Most of these test are done by specialized pathological laboratories, who collect your blood or urine samples and give you a report, indicating the values of blood or urine constituents in some form of units, unknown to a layman. Fortunately they also give the high and low limits, within which these values must exist for a normal person, indicating if there is any abnormality.
Use of other types of medical instruments also has become very common. These range includes simple instruments for blood pressure checking, blood sugar checking, which are used by individuals, to complex scanners and monitors used in hospitals. .
I have been often wondering about accuracy of the results obtained from these instruments as there have been many instances, where results for the same test from two different laboratories are found to be differing widely. This should not really come as a surprise or something that is totally unexpected, as almost all analytical instruments are always of comparison type, meaning that they would compare a specimen against a standard specimen and indicate the variation in percentage terms and their accuracy depends upon the standard, used in the measurement.
The process of setting up such an analytical instrument, usually involves a step called standardization or calibration. In this process, the instrument is set to zero or some other value using a standard specimen for measurement. It should be obvious that the accuracy of reading of an analytical instrument actually depends upon how accurately the calibration has been done and the genuineness of the standard.
The calibration process is not something that is needed only for medical or pathological instruments. Every measuring instrument needs this process to set it up. Let us consider the simplest of all measuring instruments like a measuring tape or a scale or a simple weighing instrument like a balance. The markings on a measuring tape or a scale tell us the length of an object, but how do we guarantee that the reading obtained from a measuring tape or a scale is correct? Similarly, we note weights of objects by comparing them with standard weights that are put in other pan of the balance. But how do we guarantee that these weights, we use for comparison, are of correct weight?
To ensure this, each country maintains standards of length, weight etc, which are again compared with International standards. In India, such standards of length and weight and maintained by national Physical laboratory (NPL) in Delhi and each every manufacturer of measuring instruments is expected to have his own standards, which have been verified and compared to NPL standards.

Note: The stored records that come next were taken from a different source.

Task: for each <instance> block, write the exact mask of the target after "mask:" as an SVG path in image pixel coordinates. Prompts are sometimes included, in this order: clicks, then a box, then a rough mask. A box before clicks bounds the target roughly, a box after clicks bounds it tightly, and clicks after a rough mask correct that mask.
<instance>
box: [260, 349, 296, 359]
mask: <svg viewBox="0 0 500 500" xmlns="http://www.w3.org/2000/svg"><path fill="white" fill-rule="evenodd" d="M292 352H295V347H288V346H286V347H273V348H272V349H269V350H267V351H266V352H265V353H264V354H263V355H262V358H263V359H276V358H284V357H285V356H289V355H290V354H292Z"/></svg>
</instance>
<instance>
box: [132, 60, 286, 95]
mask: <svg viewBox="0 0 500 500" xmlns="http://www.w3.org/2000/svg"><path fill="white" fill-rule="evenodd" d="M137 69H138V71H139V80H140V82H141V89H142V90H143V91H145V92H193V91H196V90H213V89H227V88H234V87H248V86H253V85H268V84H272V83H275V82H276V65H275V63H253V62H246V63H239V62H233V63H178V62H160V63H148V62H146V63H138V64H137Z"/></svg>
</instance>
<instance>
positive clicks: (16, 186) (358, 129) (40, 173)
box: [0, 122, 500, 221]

Coming back to the medical and pathological instruments, which tell us about blood or urine constituents; it is easy to see the need for calibrating these instruments against standards by a statutory body, which can certify that the instrument is calibrated and accurate. Unfortunately, India does not have a single nationally recognized medical device testing laboratory. The Drugs and cosmetics act has no regulatory provisions regarding standards. India has regulatory mechanisms for the pharmaceuticals industry but none for the medical instruments industry.
India imports about 70 to 75% of its medical instruments requirements with balance being locally manufactured in states of Haryana, Noida (UP) and Gujarat. The Government has now decided to set up three medical device testing laboratories in these places.
In a first step towards recognizing medical devices as an industry separate from the pharmaceuticals industry and requiring different regulatory standards, the commerce ministry has decided to fund the setting up of three medical device testing laboratories in Noida (UP), Haryana and Gujarat, which already have device manufacturing clusters.
I think that it is an extremely positive step, which when functional, would be able to enthuse little more confidence in the hearts of the patients that the reports received by them are accurate and they have not been taken for a ride.